Über dieses Gefecht finden sich in der einschlägigen militärischen Fachliteratur folgende Informationen:[3]
„Das Pionier-Bataillon 91 bestand aus dem Stab mit Nachrichtenzug (4:8:54), der 1. Kompanie (1:14:116), der 2. Kompanie (3:9:103) und der 3. Kompanie (2:10:90), insgesamt aus 10 Offizieren, 41 Unteroffizieren und 362 Mannschaften. Die Männer besaßen weder Tarnbekleidung noch Schi und waren nur mit leichten Infanteriewaffen ausgerüstet. Das Bataillon war am 29. April um 9 Uhr vormittags alarmiert worden ... und bis 20 Uhr geschlossen in der Seenenge...“
„Es erhielt den Auftrag die Landbrücke zwischen Ruf- und Kosubeck-See vom Feind zu säubern und gegen alle Angriffe der Russen zu halten...Als nun um 22 Uhr die 1. Kompanie Pi91 diese Höhe sehr schwungvoll stürmte, überschütteten sie die Marineinfanteristen von einer etwas 800 m östlich steil aufragenden Höhe mit einem Geschoßhagel aus schweren Maschinengewehren und verheerendem Granatwerferfeuer. Zwölf Tote und vierunddreißig Verwundete büßte bis 4 Uhr früh die Kompanie ein..“
Das Buch[3] enthält auch einen Auszug aus dem Gefechtsbericht des Pionier-Bataillons:
„1.5.42, 0.30 Uhr.

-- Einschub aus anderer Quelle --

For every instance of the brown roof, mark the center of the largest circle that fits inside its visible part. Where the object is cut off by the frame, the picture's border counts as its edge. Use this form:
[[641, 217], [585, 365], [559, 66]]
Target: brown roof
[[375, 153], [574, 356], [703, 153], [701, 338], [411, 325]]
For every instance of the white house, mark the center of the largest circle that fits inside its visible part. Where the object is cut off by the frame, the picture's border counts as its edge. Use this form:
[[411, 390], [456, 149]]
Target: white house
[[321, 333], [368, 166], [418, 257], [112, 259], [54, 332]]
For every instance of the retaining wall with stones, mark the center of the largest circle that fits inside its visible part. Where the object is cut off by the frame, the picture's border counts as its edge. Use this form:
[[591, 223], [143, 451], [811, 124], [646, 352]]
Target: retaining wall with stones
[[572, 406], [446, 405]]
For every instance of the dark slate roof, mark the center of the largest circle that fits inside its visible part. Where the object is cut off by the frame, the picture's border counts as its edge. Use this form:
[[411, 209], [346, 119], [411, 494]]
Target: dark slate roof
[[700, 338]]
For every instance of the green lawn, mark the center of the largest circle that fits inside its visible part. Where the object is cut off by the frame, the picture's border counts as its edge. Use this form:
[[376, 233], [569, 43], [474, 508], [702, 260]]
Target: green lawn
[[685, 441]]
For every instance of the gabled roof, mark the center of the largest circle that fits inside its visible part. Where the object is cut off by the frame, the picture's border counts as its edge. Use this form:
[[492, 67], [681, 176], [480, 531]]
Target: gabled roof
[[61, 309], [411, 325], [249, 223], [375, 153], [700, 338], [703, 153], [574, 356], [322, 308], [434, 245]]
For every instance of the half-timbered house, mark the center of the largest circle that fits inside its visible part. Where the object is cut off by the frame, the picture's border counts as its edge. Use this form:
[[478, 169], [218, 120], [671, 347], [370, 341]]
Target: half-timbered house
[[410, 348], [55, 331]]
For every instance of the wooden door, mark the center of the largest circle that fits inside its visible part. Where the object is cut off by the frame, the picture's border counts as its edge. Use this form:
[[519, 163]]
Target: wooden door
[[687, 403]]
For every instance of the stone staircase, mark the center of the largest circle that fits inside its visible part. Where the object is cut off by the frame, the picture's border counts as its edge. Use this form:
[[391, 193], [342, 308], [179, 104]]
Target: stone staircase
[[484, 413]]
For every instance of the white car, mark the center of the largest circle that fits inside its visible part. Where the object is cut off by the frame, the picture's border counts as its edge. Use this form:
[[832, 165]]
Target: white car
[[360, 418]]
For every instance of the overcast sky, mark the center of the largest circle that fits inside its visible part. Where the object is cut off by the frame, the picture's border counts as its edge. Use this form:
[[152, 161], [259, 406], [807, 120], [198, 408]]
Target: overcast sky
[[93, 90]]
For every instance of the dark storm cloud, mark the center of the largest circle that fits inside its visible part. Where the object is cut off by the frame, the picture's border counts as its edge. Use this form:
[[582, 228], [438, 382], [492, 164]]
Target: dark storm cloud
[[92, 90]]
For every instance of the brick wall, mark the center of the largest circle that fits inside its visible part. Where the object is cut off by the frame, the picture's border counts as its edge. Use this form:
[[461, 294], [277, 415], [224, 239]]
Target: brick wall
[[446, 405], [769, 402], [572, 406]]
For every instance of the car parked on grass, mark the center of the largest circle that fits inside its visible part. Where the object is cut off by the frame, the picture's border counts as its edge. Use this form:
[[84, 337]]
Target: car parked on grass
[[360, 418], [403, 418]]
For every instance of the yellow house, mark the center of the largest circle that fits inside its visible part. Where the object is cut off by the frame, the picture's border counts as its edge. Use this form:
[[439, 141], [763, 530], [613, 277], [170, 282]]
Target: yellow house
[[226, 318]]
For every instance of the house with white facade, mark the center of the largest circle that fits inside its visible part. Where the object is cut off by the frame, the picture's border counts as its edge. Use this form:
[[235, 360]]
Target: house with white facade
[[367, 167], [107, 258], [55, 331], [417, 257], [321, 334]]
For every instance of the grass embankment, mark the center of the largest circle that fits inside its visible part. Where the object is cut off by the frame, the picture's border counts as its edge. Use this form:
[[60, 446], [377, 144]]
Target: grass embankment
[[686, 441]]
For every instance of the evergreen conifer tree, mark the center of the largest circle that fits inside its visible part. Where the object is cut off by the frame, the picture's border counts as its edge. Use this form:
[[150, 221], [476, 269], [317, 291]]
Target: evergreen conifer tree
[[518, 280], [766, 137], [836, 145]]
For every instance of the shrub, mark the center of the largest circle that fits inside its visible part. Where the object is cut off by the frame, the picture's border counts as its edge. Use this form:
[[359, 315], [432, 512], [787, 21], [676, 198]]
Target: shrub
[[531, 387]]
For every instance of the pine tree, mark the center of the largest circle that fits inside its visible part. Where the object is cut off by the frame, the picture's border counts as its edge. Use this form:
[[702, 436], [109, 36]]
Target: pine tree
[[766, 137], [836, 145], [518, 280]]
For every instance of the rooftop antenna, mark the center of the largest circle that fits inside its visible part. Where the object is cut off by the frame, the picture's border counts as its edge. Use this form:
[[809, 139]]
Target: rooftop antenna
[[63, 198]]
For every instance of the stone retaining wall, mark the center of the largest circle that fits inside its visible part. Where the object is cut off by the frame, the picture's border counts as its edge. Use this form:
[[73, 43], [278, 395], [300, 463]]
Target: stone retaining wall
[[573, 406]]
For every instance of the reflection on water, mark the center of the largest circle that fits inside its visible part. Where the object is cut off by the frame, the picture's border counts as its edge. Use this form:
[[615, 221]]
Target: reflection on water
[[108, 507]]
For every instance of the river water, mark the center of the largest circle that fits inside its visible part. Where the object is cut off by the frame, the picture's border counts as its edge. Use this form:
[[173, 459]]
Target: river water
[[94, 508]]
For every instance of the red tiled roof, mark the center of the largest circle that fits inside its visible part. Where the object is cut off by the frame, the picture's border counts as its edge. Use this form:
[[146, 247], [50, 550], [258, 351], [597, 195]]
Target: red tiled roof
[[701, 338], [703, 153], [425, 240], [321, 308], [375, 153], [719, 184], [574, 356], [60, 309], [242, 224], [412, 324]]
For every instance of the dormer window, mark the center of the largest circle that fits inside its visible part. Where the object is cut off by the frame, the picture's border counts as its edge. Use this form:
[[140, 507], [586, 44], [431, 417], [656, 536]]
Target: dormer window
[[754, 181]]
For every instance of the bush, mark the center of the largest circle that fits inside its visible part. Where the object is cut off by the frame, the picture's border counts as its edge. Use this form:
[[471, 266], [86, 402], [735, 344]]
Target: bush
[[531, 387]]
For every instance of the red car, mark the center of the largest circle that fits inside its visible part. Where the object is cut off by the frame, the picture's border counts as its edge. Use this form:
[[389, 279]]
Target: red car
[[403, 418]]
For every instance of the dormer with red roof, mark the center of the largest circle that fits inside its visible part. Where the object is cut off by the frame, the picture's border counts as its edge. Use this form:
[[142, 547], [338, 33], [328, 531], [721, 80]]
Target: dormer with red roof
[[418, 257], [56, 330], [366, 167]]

Die Kampfgruppe tritt zum Angriff über die Höhe südlich Kosubeck-See an, erhält aber beim Überschreiten der Höhe sehr starkes Feuer aus Richtung Höhe 200. Der Führer der Kampfgruppe entschließt sich, Höhe 200 anzugreifen. Der Angriff gewinnt in starkem sMG- und Granatwerferfeuer nur langsam an Boden und bleibt schließlich liegen...“
Ein Augenzeuge wird in dem Buch[3] folgendermaßen zitiert:
„Der Befehl, über diese Landenge frontal anzugreifen, war meines Erachtens von vornherein zum Scheitern verurteilt, weil nach Überwinden des Inselberges die Truppe Hunderte von Metern über eine ungedeckte Fläche vorgehen mußte. Die Russen saßen auf der Höhe und brachten jeden einzelnen Mann ins Visier, ohne selbst gefährdet zu sein. Sie hätten durch Artillerie- und Granatwerferfeuerschläge niedergehalten werden müssen, aber es stand uns nichts davon zur Verfügung. Wir waren armselige Infanteristen und wurden wie die Hasen abgeschossen. Die Strecke von Osthang des Inselberges bis zur deckenden Westflanke dieser Höhe 200 war übersät von Verwundeten und Toten..'“
Johann Piff ruht heute auf dem Soldatenfriedhof von Parkkina/Petschenga, der seit einigen Jahren vom Volksbund Deutsche Kriegsgräberfürsorge hergerichtet wird.[8] Seine genaue Grablage ist nicht bekannt.[1]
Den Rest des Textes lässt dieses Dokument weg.